If you are interested, contact Prof. Simone Cutini
Visual cognition and eye movements
We are constantly running oculomotor experiments aimed to explore the impact of social stimuli (e.g., eye-gaze) and non-social stimuli (e.g., arrow) on visual attention and perception.
If you are interested, contact Dr. Mario Dalmaso
Language production and comprehension
How speakers retrieve appropriate words from the thousands they know? Comprehension and production processes are intertwined? Which is the role of prediction in language processing? For answering these questions, behavioral and ERP measures are used.
If you are interested, contact Prof. Peressotti or Prof. Navarrete
Deafness and sign language
This research line is focused on how the linguistic system is shaped in order to process sign language, both at the neural and the functional level. This is a theoretical interesting issue since it would reveal whether there are -and which are- the “universal” structures devoted to language processing that are independent from input and output modality. This research line has also important outcomes for the deaf community, since it shows which are the relevant cognitive and neural mechanisms supporting sign language and in what respect sign language might support spoken language acquisition.
If you are interested, contact Prof. Peressotti or Prof. Navarrete
Bilingualism and cognitive consequences of bilingualism
Nowadays the large majority of people can speak more than one language. Often the second language is learned quite late in life, when formal learning in school starts. How the linguistic system is shaped by bilingualism? Are there consequences at other cognitive levels, such as perception of risk, moral judgments, and economic decisions, due to the use of a second language? Is bimodal (a signed and a spoken language) bilingualism different from unimodal (two spoken languages) bilingualism?

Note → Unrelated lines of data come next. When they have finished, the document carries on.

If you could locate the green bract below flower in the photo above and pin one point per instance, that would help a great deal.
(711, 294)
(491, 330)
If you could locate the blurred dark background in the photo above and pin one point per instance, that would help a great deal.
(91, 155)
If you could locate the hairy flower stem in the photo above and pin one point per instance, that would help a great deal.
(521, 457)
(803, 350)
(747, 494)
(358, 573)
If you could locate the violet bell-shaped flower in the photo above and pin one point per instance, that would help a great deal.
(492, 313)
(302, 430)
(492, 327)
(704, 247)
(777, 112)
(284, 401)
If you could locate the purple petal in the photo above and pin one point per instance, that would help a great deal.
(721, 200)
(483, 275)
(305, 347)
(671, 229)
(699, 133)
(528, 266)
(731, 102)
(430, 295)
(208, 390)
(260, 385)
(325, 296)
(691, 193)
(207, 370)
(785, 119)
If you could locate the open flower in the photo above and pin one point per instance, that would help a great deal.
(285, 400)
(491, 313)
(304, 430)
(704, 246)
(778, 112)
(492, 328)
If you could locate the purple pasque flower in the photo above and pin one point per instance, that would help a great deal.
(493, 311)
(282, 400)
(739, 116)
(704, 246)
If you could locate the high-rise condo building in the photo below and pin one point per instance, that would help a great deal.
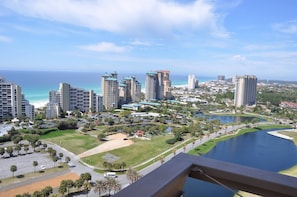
(12, 102)
(165, 83)
(245, 91)
(151, 86)
(157, 85)
(69, 98)
(110, 91)
(192, 82)
(129, 90)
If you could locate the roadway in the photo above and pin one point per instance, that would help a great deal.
(25, 162)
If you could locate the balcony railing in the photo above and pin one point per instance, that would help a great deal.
(168, 180)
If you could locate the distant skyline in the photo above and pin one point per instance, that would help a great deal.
(203, 37)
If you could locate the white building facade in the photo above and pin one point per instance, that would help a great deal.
(12, 102)
(245, 91)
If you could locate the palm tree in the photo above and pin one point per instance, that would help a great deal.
(69, 184)
(9, 151)
(54, 160)
(79, 183)
(67, 159)
(35, 163)
(17, 148)
(2, 151)
(13, 169)
(132, 175)
(99, 187)
(87, 186)
(110, 183)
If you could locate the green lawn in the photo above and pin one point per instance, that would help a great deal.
(140, 151)
(71, 140)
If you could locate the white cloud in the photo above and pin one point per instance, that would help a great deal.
(289, 27)
(104, 47)
(4, 39)
(129, 16)
(141, 43)
(238, 58)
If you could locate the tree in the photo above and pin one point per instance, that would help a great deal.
(87, 186)
(13, 169)
(99, 187)
(35, 163)
(132, 175)
(61, 155)
(16, 139)
(67, 159)
(37, 194)
(9, 151)
(18, 148)
(55, 159)
(26, 149)
(79, 183)
(69, 184)
(63, 187)
(111, 184)
(44, 146)
(86, 176)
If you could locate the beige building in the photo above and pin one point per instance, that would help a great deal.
(158, 85)
(245, 91)
(69, 98)
(110, 91)
(12, 102)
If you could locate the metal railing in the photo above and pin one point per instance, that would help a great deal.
(168, 180)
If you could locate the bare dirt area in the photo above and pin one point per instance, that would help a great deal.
(30, 188)
(115, 141)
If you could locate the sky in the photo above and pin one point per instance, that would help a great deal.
(201, 37)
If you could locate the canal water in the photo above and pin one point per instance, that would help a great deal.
(258, 149)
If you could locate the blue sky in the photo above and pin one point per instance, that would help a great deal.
(205, 38)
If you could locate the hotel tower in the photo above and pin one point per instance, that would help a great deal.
(245, 91)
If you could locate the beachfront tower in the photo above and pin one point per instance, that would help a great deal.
(157, 85)
(110, 91)
(151, 86)
(191, 82)
(12, 102)
(245, 91)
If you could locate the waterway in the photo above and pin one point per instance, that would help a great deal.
(258, 149)
(228, 119)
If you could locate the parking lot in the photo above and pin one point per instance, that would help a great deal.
(24, 164)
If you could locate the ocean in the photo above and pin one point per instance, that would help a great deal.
(36, 85)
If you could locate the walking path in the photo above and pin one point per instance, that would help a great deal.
(80, 167)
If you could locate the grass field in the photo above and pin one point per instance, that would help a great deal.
(33, 175)
(71, 140)
(140, 151)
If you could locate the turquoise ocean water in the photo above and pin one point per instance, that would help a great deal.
(37, 84)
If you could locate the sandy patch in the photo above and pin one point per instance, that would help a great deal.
(30, 188)
(115, 141)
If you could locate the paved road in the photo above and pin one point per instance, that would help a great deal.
(24, 163)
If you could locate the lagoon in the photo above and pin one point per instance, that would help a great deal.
(257, 149)
(226, 119)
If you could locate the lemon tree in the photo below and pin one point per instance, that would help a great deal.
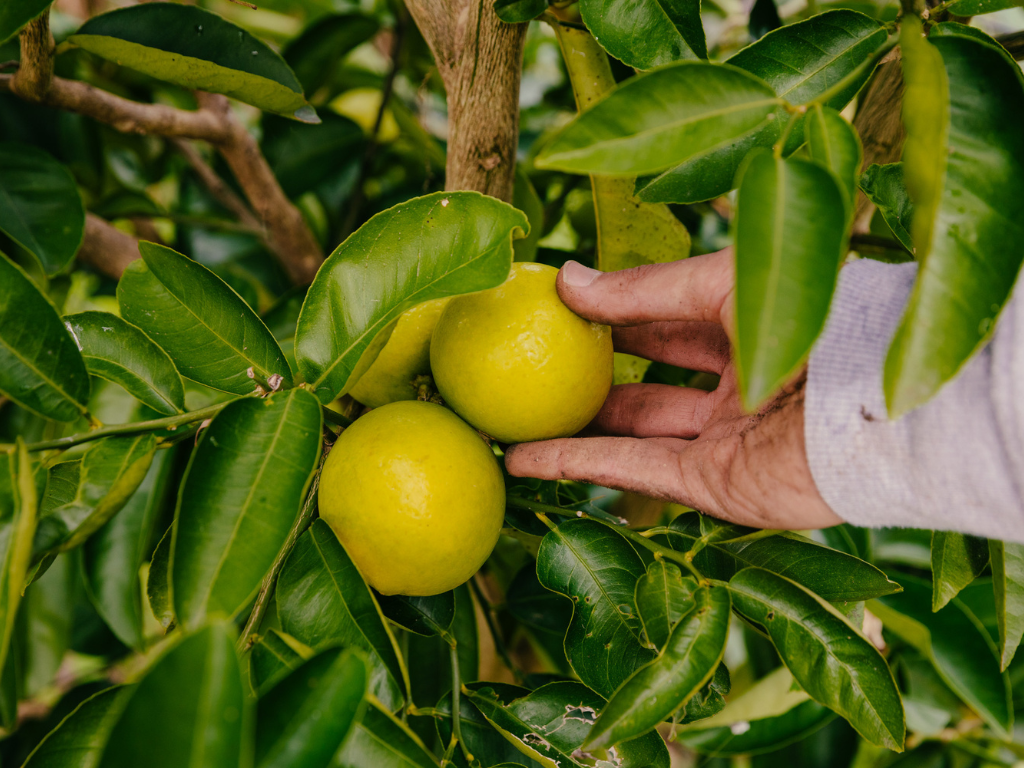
(278, 290)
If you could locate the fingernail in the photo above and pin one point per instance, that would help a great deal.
(578, 275)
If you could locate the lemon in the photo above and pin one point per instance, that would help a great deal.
(415, 496)
(406, 355)
(517, 364)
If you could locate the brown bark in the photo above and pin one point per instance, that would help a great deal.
(480, 60)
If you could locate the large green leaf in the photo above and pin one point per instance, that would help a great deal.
(120, 352)
(771, 714)
(427, 248)
(974, 207)
(791, 237)
(210, 333)
(15, 13)
(830, 659)
(800, 61)
(660, 688)
(1008, 585)
(956, 560)
(884, 185)
(551, 724)
(304, 719)
(663, 596)
(323, 601)
(195, 696)
(81, 737)
(242, 492)
(659, 119)
(956, 643)
(196, 49)
(598, 570)
(40, 366)
(113, 556)
(111, 471)
(832, 574)
(381, 740)
(647, 33)
(40, 207)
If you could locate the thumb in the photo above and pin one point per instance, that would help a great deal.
(693, 289)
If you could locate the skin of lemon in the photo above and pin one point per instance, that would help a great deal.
(415, 496)
(517, 364)
(406, 355)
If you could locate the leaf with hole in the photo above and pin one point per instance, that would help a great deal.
(242, 492)
(206, 328)
(427, 248)
(199, 50)
(120, 352)
(41, 368)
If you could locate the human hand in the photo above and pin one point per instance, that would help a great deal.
(676, 443)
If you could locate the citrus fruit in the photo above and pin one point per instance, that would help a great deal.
(415, 496)
(406, 355)
(517, 364)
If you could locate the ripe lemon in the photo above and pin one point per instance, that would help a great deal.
(406, 355)
(517, 364)
(416, 497)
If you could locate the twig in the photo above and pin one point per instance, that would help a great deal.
(266, 589)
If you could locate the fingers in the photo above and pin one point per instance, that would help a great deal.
(646, 467)
(694, 289)
(696, 345)
(653, 411)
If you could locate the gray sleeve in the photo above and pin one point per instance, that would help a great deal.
(955, 463)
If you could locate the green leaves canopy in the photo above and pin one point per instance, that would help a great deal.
(427, 248)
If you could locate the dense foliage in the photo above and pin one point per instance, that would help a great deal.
(168, 595)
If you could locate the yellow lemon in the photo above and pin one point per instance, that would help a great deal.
(416, 497)
(517, 364)
(406, 355)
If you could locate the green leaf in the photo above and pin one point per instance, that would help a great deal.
(40, 207)
(196, 694)
(514, 11)
(957, 645)
(835, 144)
(113, 556)
(799, 61)
(209, 332)
(832, 574)
(551, 724)
(16, 13)
(304, 719)
(196, 49)
(771, 714)
(1008, 586)
(598, 570)
(791, 238)
(323, 601)
(227, 534)
(381, 740)
(111, 471)
(659, 689)
(120, 352)
(659, 119)
(427, 248)
(314, 54)
(40, 366)
(649, 33)
(956, 560)
(81, 737)
(829, 658)
(663, 596)
(885, 187)
(965, 171)
(273, 657)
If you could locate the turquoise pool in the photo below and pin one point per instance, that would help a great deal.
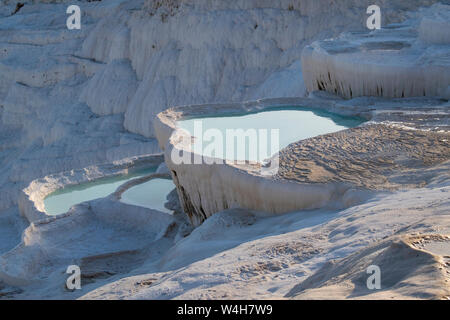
(63, 199)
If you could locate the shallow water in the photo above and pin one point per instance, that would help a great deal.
(294, 124)
(151, 194)
(62, 200)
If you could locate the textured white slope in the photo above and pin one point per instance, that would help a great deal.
(186, 52)
(393, 62)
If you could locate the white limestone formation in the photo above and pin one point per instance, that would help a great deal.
(401, 60)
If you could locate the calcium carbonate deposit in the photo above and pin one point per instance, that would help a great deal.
(102, 101)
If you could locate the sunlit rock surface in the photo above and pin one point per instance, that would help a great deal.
(75, 101)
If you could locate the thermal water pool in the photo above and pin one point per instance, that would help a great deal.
(294, 124)
(151, 194)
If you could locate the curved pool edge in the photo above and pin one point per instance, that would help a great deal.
(205, 189)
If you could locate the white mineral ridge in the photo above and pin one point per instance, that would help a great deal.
(401, 60)
(68, 97)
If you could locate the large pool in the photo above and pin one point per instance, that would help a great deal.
(293, 123)
(63, 199)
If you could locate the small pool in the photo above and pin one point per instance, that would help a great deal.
(63, 199)
(151, 194)
(294, 124)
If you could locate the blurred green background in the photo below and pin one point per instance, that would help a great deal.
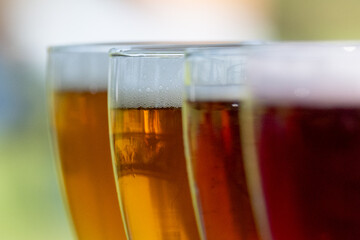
(31, 206)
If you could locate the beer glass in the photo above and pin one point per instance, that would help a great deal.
(301, 140)
(213, 90)
(145, 96)
(77, 84)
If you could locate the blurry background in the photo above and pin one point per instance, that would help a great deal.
(30, 202)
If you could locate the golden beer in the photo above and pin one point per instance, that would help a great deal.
(151, 166)
(213, 140)
(81, 127)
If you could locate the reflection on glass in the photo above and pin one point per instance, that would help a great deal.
(145, 109)
(302, 141)
(78, 89)
(212, 136)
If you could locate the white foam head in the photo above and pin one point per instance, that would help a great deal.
(81, 67)
(312, 75)
(147, 80)
(215, 75)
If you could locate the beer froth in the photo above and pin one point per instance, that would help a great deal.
(322, 76)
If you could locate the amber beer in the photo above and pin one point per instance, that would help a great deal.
(213, 139)
(81, 130)
(151, 166)
(309, 160)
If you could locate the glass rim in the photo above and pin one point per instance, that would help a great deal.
(275, 47)
(106, 46)
(173, 48)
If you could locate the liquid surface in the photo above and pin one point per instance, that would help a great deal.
(213, 139)
(81, 126)
(309, 160)
(152, 174)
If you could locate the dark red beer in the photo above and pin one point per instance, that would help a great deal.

If you are interested, contact Prof. Peressotti or Prof. Navarrete
Bilingualism and dialects
To what extent using a dialect might be considered a form of bilingualism? To what extent the same phenomena shown for bilinguals may be extended to people that speaks a formal language and a dialect? Does dialect use modulate the way in which risk is perceived, events are morally judged, and decisions are made?
If you are interested, contact Prof. Peressotti or Prof. Navarrete
Writing and reading processes and the new technology
Tablets, cellular phones, computers are used by the large majority of population on a daily basis. Are cognitive processes shaped by the use of such media? One of the research lines focuses on typewriting and analyze how language production processes unfold using EEG measures.
If you are interested, contact Prof. Peressotti or Prof. Navarrete
Neural entrainment to sentences and phrases
In EEG experiments sequences of syllables will be presented either written or spoken and we will compare sequences which produce meaningful and correct phrases and sentences with random ones. We expect that peaks in the EEG signal at frequency of phrase and sentence stimulation could correlate with different aspects of the structural and lexical material. These predictions will be based both on principled factors and distributional properties of language which can be captured by computational linguistics methods.